Sur fond d’une uchronie plutôt bien vue, un roman noir qui en fait sciemment des caisses, avec son flic alcoolique et sarcastique, sa galerie de « gueules », son ambiance poisseuse...
J’en attendais beaucoup après l’excellent « Kavalier et Klay », et il faut reconnaître que l’on y retrouve les mêmes points forts. Chabon sait très bien rendre un personnage mémorable en une simple anecdote, en en disant ni trop ni trop peu. Les métaphores sont souvent drôles, toujours décalées, la prose fluide et musicale. Ses décors semblent tellement pensés pour le cinéma qu’on a même l’impression de voir le filtre sur la caméra.

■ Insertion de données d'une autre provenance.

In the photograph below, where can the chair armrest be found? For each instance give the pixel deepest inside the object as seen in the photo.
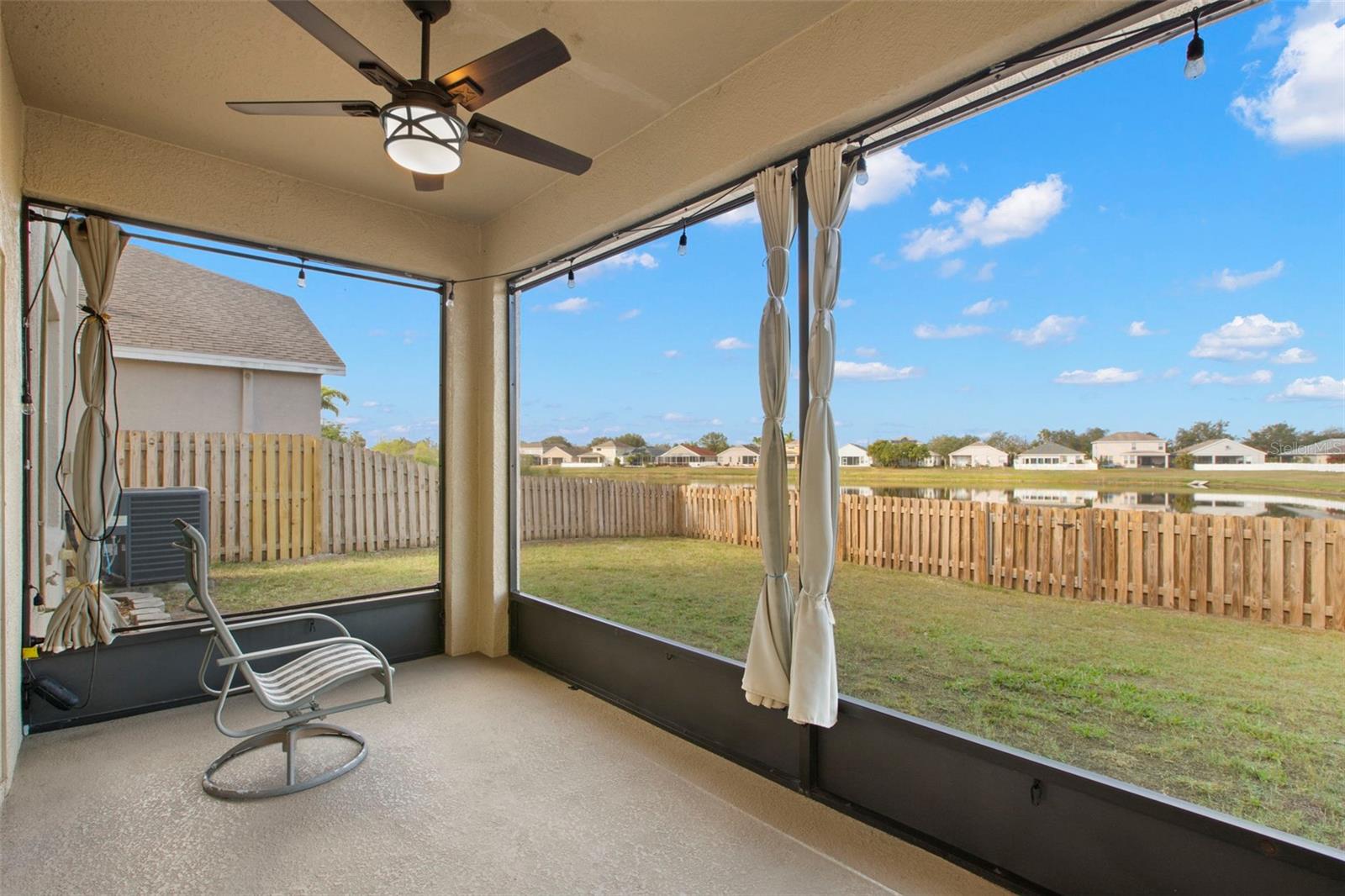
(302, 646)
(276, 620)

Et c’est finalement là aussi que le livre pèche. Il peut sembler simplement sur-écrit de prime abord. Je pense qu’en fait l’auteur s’évertue avec un peu trop d’insistance à évoquer en détail les images qu’il a en tête. Chaque lieu, chaque personnage a droit à son traitement cinématographique, à coup de gros plans sur les détails, au détriment de l’économie de moyens. L’intrigue a de fait du mal à décoller, et on se surprend assez vite à vouloir un peu moins de pittoresque par page. La teinte de décrépitude (qui n’épargne que de très rares personnages) uniforme, qui ferait sûrement un excellent choix esthétique à l’écran, devient rapidement redondante à l’écrit au risque de désamorcer la dimension « parodie de genre ».
Ceci étant dit, cela reste une lecture pas désagréable du tout, et avec même pas mal de moments de vrai talent.
Edit: Je viens de lire que les frères Coen avaient acquis les droits, je ne pouvais pas être moins surpris.